Talent-rich teams like the NFC champion San Francisco 49ers don’t always have room every good player who comes their way. Thus, a player like 2019 sixth-round pick Kaden Smith found himself on waivers early in the 2019 season.
That proved to be a benefit to the talent-needy New York Giants, who claimed Smith and watched him turn into a useful target for quarterback Daniel Jones by season’s end.
Let’s take a closer look at Smith’s potential role with the 2020 Giants.
Position: Tight end
Contract: Year 2 of four-year, $2.72 million rookie deal
How he got here
The 49ers selected Smith 176th overall out of Stanford, and he was part of their initial 53-man roster. With depth at the tight end spot, though, San Fransisco couldn’t keep him when in need of help at another position. Folks at Niners Nation, SB Nation’s 49ers website, didn’t seem thrilled about losing the young tight end.
Smith, with Evan Engram sidelined, became a mainstay for the Giants the second half of the season. He caught all 31 of his passes in the season’s final seven games, 30 of those over the final six weeks. He played 91 percent or more of the Giants’ offensive snaps in each of the team’s final six games.
One interesting note: Smith caught all five of his red zone targets, three for touchdowns, in 2019, per NFL Savant.
Smith’s role depends largely on the health of Evan Engram.
If Engram is healthy, Smith should slide into the role of No. 2 tight end held the past few seasons by the retired Rhett Ellison. In that role, Smith could be expected to be a more productive receiver than Ellison, whose career best in receptions was 25 in 2018.

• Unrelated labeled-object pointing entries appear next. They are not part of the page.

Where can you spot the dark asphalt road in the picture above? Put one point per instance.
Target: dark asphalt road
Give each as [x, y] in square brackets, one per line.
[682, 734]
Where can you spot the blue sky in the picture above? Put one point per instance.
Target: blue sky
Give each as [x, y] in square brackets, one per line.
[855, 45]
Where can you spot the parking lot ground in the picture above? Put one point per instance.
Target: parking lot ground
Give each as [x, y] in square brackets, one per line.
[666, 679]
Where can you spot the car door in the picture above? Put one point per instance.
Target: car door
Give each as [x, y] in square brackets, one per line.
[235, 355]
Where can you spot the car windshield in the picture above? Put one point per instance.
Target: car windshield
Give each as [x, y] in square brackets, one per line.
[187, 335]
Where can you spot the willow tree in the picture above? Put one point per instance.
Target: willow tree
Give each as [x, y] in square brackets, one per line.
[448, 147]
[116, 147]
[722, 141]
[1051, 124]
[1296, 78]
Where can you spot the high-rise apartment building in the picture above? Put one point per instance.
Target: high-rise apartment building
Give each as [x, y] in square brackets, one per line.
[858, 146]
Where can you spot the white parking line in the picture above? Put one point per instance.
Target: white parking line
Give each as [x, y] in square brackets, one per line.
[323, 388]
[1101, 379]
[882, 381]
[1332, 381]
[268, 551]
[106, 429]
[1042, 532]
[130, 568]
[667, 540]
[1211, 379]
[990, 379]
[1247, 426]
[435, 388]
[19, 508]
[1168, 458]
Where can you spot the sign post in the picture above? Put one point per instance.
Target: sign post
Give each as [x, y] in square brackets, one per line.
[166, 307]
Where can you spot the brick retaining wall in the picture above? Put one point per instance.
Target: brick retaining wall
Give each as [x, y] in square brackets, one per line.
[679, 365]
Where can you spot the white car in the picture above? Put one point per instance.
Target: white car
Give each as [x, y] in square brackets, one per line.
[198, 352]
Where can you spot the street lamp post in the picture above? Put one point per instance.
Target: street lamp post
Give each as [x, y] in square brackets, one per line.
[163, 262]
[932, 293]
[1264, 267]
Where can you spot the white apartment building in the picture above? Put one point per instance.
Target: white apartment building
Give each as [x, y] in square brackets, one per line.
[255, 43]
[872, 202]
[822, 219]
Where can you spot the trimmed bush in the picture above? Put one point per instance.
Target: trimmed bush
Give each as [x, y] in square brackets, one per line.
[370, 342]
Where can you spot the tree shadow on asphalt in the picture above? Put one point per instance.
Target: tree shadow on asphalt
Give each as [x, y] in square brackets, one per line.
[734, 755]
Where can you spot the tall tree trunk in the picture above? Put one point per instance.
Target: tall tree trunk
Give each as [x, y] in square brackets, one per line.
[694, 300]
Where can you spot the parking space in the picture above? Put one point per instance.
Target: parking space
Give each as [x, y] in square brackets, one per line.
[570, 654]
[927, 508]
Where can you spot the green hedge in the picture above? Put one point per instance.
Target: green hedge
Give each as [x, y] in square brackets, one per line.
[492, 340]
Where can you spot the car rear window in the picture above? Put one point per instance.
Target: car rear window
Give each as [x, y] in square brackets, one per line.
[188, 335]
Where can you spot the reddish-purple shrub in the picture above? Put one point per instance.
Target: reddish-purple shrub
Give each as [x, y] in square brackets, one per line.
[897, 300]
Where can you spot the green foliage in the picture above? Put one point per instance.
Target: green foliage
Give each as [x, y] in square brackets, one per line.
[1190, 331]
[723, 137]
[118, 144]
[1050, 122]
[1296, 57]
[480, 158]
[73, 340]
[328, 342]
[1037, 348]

If Engram misses time due to illness or injury, a good bet given his history, Smith would be the No. 1 tight end in his absence. In that role, Smith would provide better blocking than Engram and would be a reliable, but far less explosive target as a receiver. Smith averaged 8.6 yards per catch last season. Engram has averaged 11.5 yards per catch over his three NFL seasons.
Smith was a nice find by the Giants either way. His presence should give the Giants the option of splitting Engram off the line of scrimmage in two-tight end formations.